Discord Hack IDs, Emails, and IPs Exposed
Discord disclosed that an unauthorized party compromised one of its third‑party customer service providers, not Discord’s own production systems, in an incident discovered after activity on September 20, 2025.
The attackers accessed data from support ticket workflows and attempted to extort Discord financially, prompting containment, investigation, and law‑enforcement engagement by the company.
Data tied to a subset of users who interacted with Discord’s Customer Support or Trust & Safety teams was exposed, including real names, Discord usernames, email addresses, and other contact details provided in tickets.
Additional exposed fields include IP addresses, messages and attachments exchanged with support, payment type, and the last four digits of associated credit cards, while full card numbers were not included.
A “small number” of government ID images submitted for age‑verification appeals, such as driver’s licenses or passports, were also accessed, raising the risk of identity misuse for those affected.
Only people who contacted Discord’s Customer Support or Trust & Safety are within scope of this breach, including some non‑account holders who used those channels, while general DMs and server chats were not accessed.
Discord says passwords and full credit card numbers were not taken, and the company is emailing directly impacted individuals with specifics, including whether an ID image was involved.
Discord’s response
Discord revoked the vendor’s access to its ticketing systems, launched an internal probe with a forensics firm, and notified law enforcement after detecting the intrusion.
The company says it is auditing third‑party systems more frequently and is providing targeted notifications and guidance to affected users via email.
Immediate steps for users
Watch for targeted phishing leveraging ticket details, and treat any unexpected messages requesting credentials or payment confirmations as suspicious given the exposure of contact and ticket content data.
Enable two‑factor authentication on Discord and associated email accounts to reduce account‑takeover risk, and review recent login activity and connected apps for anomalies.
If an ID image was submitted for age verification and flagged in Discord’s notice, consider heightened monitoring for identity misuse and follow Discord’s email guidance on next steps.
Rotate exposed or potentially exposed webhooks, review bot tokens, and audit OAuth app permissions, as webhook abuse and token leakage are common attack vectors in Discord ecosystems.
Re‑issue invite links as needed and avoid publishing permanent or high‑privilege links, since invite‑link weaknesses can be abused for multi‑stage phishing and malware delivery campaigns.
The incident occurred on September 20, 2025, and Discord disclosed details publicly on October 2–3, 2025, with ongoing notifications to impacted users and continued investigation.

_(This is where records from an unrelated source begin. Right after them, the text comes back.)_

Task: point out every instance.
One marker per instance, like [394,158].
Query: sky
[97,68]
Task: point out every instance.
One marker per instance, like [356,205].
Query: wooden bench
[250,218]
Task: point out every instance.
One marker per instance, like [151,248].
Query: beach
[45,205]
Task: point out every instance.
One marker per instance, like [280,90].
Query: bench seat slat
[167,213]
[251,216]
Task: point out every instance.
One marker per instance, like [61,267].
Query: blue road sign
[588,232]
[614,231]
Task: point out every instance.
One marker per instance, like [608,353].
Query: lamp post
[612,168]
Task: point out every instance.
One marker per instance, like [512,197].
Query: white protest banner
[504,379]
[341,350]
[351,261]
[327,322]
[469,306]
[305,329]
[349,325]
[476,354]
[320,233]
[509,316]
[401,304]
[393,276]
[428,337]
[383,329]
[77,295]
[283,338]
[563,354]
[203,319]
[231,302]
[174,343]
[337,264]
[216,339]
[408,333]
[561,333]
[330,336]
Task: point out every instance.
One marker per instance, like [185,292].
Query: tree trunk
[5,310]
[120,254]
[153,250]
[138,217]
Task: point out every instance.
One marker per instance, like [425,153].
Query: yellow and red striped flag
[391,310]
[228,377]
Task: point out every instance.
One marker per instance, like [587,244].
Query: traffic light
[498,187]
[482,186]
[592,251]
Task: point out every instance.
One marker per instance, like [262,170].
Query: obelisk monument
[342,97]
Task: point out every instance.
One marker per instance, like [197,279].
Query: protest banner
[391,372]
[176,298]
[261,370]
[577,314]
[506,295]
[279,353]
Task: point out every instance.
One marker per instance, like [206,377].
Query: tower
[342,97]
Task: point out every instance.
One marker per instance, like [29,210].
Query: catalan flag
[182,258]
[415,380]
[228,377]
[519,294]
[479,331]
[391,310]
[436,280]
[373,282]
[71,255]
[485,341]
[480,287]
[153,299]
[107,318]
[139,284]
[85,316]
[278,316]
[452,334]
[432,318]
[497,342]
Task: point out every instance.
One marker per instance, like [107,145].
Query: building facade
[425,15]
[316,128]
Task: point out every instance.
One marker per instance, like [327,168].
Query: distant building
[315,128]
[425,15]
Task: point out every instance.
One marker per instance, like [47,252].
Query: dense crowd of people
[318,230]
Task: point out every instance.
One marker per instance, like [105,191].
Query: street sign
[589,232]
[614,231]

Expect further updates as law enforcement and forensic work proceed, and as Discord tightens controls and audits across third‑party support integrations.
While Discord’s core platform wasn’t breached this time, the episode underscores the systemic risk of third‑party support stacks that process sensitive user data and ID documents.
The event also lands amid broader security concerns on Discord, where attackers have historically abused webhooks, invites, and CDN hosting to blend malicious operations into trusted traffic patterns.